Sometimes you can find the essence of a book in a single passage. I had that experience while reading Rachel Cusk’s Outline.

The book is constructed as a series of conversations the unnamed narrator has with various people she encounters during a stay in Greece. We know that she has—or at least had—a husband and two sons back in England, but we do not know exactly what circumstances have brought her to Greece without them. We sense there has been some sort of a breach. What little we learn about her previous life is revealed as she carries on conversations with people she meets in Greece—she, as first-person narrator, never divulges anything about circumstances except in conversation with others.

These other characters are more than just mirrors in which we try to catch a glimpse of her story. In fact, we suspect that their stories are often variations of hers—that is, they are stories about relationships gone awry and difficult children.

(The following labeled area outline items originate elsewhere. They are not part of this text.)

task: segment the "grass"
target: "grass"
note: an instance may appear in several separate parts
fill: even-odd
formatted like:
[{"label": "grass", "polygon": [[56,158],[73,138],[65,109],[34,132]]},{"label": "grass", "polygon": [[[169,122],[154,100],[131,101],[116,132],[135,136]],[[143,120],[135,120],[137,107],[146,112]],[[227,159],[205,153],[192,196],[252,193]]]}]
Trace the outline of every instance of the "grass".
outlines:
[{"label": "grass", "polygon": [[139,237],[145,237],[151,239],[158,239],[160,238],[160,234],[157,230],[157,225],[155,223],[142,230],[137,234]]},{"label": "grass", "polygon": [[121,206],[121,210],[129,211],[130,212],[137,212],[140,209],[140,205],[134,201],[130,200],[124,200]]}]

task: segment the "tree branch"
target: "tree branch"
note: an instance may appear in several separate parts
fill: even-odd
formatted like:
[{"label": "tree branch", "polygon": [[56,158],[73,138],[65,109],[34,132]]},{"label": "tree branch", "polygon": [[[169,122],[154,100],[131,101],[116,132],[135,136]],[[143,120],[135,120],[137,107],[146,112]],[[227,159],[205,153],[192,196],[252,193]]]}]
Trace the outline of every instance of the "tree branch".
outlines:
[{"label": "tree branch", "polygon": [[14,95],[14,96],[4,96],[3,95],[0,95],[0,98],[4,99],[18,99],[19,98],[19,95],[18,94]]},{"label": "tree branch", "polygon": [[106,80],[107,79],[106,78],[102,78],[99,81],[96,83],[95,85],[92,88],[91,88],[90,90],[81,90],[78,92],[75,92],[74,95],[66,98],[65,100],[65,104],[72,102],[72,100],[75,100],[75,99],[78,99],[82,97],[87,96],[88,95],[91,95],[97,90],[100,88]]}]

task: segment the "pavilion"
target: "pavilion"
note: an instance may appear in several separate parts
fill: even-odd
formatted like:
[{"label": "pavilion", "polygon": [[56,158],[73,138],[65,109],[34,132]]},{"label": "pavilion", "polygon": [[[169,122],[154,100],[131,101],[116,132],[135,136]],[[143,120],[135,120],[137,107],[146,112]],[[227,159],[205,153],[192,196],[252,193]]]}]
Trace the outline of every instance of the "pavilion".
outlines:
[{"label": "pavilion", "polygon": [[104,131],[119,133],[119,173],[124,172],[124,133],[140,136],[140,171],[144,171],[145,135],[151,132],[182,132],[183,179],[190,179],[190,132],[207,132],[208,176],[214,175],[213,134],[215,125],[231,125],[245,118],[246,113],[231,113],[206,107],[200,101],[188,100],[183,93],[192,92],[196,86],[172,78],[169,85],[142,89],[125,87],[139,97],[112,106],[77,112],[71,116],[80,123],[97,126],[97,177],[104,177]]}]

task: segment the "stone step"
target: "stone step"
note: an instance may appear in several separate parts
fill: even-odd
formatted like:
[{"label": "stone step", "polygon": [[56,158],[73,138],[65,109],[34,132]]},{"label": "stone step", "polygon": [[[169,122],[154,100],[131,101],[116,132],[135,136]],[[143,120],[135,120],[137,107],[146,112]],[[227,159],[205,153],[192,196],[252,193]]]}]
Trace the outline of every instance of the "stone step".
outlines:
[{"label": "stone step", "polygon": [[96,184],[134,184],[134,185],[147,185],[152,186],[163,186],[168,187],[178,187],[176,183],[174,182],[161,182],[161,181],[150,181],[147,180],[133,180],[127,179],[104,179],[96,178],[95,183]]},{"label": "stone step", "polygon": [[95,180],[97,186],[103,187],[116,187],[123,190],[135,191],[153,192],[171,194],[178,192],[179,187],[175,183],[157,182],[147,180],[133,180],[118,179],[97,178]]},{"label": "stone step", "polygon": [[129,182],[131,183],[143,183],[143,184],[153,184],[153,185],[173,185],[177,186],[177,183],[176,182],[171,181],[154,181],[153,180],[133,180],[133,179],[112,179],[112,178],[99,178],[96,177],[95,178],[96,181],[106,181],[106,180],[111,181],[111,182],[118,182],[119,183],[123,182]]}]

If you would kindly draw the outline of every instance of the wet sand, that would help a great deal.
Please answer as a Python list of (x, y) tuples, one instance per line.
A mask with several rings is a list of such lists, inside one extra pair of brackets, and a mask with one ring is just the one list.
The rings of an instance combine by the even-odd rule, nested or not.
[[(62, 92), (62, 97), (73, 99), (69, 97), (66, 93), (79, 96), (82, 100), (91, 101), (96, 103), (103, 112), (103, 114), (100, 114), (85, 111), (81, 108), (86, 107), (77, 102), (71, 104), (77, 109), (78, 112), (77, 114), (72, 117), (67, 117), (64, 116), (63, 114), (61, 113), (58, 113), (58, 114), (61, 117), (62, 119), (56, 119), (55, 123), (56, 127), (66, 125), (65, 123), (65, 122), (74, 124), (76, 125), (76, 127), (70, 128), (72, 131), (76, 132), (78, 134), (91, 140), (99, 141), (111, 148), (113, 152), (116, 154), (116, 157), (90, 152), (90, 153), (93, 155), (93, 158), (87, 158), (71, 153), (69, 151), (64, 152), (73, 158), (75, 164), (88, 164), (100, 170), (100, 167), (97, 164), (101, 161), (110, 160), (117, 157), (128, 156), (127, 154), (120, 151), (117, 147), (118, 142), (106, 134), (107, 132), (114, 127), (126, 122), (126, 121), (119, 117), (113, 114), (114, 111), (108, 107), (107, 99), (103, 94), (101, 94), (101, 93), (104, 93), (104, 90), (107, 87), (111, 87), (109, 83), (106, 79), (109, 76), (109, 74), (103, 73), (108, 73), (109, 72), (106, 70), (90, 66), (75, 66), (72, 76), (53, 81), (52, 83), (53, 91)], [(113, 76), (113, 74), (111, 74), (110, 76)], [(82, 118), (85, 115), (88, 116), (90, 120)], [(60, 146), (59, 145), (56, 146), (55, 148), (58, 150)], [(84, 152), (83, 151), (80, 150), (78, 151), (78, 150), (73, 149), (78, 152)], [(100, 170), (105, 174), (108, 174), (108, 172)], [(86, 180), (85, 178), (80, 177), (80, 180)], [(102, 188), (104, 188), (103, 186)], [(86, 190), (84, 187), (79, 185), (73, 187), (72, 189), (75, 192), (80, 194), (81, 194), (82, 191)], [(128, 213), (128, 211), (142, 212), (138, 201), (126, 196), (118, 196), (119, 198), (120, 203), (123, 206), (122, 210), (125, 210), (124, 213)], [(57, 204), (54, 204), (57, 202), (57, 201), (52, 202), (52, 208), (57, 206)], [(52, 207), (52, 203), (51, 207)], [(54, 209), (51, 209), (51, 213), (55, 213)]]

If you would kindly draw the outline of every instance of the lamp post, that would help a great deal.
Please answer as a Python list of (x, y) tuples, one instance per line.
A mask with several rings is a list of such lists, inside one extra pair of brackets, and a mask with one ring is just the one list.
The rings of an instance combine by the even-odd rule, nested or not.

Anyway, just before the passage that I want to discuss, the narrator has accepted the invitation of an older Greek man to spend a day on his boat. The woman is observing children as they dive into the water from a nearby boat:

I said that when my sons were the ages of those two leaping boys, they were so intimate it would have been hard to disentangle their separate natures. They used to play together without pause from the moment they opened their eyes in the morning to the moment they closed them again. Their play was a kind of shared trance in which they created whole imaginary worlds, and they were forever involved in games and projects whose planning and execution were as real to them as they were invisible to everyone else: sometimes I would move or throw away some apparently inconsequential item, only to be told that it was a sacred prop in the ongoing make-believe, a narrative which seemed to run like a magic river through our household, inexhaustible, and which they could exit and re-enter at will, moving over that threshold which no one else could see into another element.

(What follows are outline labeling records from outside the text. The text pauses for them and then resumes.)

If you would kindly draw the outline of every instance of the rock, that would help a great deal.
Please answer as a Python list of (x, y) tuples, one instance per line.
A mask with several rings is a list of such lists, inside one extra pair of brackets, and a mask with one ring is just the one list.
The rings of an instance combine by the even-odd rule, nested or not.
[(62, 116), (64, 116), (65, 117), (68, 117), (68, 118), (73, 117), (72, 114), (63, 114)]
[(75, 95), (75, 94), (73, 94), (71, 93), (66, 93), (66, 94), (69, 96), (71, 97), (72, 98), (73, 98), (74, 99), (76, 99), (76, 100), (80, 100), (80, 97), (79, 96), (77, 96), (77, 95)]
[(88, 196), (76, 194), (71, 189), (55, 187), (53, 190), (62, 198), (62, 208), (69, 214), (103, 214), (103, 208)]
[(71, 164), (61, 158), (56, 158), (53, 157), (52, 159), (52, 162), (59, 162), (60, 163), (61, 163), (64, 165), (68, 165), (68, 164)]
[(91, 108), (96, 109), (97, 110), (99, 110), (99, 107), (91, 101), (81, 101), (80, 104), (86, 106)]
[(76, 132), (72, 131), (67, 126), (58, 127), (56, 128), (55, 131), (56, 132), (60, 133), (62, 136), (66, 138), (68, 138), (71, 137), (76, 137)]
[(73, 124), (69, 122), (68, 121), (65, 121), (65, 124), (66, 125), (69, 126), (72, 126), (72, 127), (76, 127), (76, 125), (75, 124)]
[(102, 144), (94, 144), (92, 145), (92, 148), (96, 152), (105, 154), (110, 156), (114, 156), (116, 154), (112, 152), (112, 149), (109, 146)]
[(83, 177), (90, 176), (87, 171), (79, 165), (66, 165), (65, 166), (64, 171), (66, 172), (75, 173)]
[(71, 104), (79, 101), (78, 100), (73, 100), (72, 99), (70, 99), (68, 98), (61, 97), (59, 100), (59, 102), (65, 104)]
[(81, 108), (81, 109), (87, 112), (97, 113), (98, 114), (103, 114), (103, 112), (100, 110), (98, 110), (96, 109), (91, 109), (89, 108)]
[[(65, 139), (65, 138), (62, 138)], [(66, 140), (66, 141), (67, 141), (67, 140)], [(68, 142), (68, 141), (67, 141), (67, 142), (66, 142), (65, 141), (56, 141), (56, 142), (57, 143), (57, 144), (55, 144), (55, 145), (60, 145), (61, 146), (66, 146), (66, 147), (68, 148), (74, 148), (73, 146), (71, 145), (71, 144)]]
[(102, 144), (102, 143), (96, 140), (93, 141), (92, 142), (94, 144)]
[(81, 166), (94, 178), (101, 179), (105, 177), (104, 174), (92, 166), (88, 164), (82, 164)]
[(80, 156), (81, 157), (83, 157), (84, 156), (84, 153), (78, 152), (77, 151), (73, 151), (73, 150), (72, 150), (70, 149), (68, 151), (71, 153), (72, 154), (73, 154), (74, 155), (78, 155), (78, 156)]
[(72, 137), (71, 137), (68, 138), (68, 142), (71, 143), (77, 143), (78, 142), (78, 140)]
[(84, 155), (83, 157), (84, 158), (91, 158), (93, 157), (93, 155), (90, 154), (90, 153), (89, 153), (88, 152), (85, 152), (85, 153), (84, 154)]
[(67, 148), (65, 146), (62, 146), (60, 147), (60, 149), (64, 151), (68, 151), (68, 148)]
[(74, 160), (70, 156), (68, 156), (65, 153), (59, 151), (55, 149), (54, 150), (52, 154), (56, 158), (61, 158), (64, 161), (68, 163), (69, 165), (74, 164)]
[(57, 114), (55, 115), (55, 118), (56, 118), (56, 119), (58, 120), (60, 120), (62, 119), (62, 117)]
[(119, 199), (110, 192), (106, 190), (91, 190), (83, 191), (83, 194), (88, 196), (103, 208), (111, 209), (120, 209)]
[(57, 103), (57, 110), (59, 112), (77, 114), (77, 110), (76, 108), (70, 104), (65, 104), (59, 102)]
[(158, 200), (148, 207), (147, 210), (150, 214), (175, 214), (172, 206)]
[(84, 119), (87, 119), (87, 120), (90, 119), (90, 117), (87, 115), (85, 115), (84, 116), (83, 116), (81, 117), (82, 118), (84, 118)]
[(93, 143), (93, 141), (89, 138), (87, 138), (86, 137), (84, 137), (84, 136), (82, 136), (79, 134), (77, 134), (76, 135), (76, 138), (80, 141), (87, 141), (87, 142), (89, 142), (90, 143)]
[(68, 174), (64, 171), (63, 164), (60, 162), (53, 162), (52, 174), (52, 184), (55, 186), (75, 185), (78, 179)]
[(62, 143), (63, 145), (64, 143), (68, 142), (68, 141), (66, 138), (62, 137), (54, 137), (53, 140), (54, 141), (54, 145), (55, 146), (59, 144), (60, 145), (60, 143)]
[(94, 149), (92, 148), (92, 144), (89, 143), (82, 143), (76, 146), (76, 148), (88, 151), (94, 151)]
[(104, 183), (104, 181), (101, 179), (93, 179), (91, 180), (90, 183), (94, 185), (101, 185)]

But then there is a change:

And then one day the river dried up: their shared world of imagination ceased, and the reason was that one of them—I can’t even recall which one it was—stopped believing in it. In other words, it was nobody’s fault; but all the same it was brought home to me how much of what was beautiful in their lives was the result of a shared vision of things that strictly speaking could not have been said to exist.
I suppose, I said, it is one definition of love, the belief in something that only the two of you can see, and in this case it proved to be an impermanent basis for living. Without their shared story, the two children began to argue, and where their playing had taken them away from the world, making them unreachable sometimes for hours at a time, their arguments brought them constantly back to it. They would come to me or to their father, seeking intervention and justice; they began to set greater story by facts, by what had been done and said, and to build the case for themselves and against one another.

Cusk gives this account the stripped down mythical feel of a parable. Discord has erupted into an idyllic world. We are in Greece, after all. The passage moves us because we know that childhood can really be like that—we think of ourselves and our siblings in the long ago. But of course, childhood isn’t exactly like that because we don’t just one day step out of our imaginary universe into the cold light of strife and competition. Some strife and competition will have always been there, and the loss of innocence is intermittent and by degrees. Also, we gain as well as lose by growing up, and siblings who have lost their shared imaginary world may well find new reasons to be close in the world they share with everyone else. Cusk has selected and arranged the details to make it as affecting as possible. And no doubt the boys’ experience is meant to reflect a parallel development in their parents’ lives. That seems to be what Cusk is suggesting in the continuation of the passage:

It was hard, I said, not to see this transposition from love to factuality as the mirror of other things that were happening in our household at the time. What was striking was the sheer negative capability of their former intimacy: it was as though everything that was inside was moved outside, piece by piece, like furniture being taken out of a house and put on the pavement.

Negative capability, inversions, these concepts are at the heart of Outline. The narrator’s first conversation had taken place on the plane during her journey to Greece. Curiously, the last conversation in the book relates another passenger’s conversation on another such journey—it is told by the woman who will be taking over the narrator’s position as an English teacher in Greece. The new teacher has been listening to the passenger next to her talk about his life, and she experiences a rather strange metaphysical sensation:

He [the other passenger] was describing, in other words, what she herself was not: in everything he said about himself, she found in her own nature a corresponding negative. This antidescription, for want of a better way of putting it, had made something clear to her by a reverse kind of exposition: while he talked she began to see herself as a shape, an outline, with all the detail filled in around it while the shape itself remained blank. Yet this shape, even while its content remained unknown, gave her, for the first time since the incident, a sense of who she was.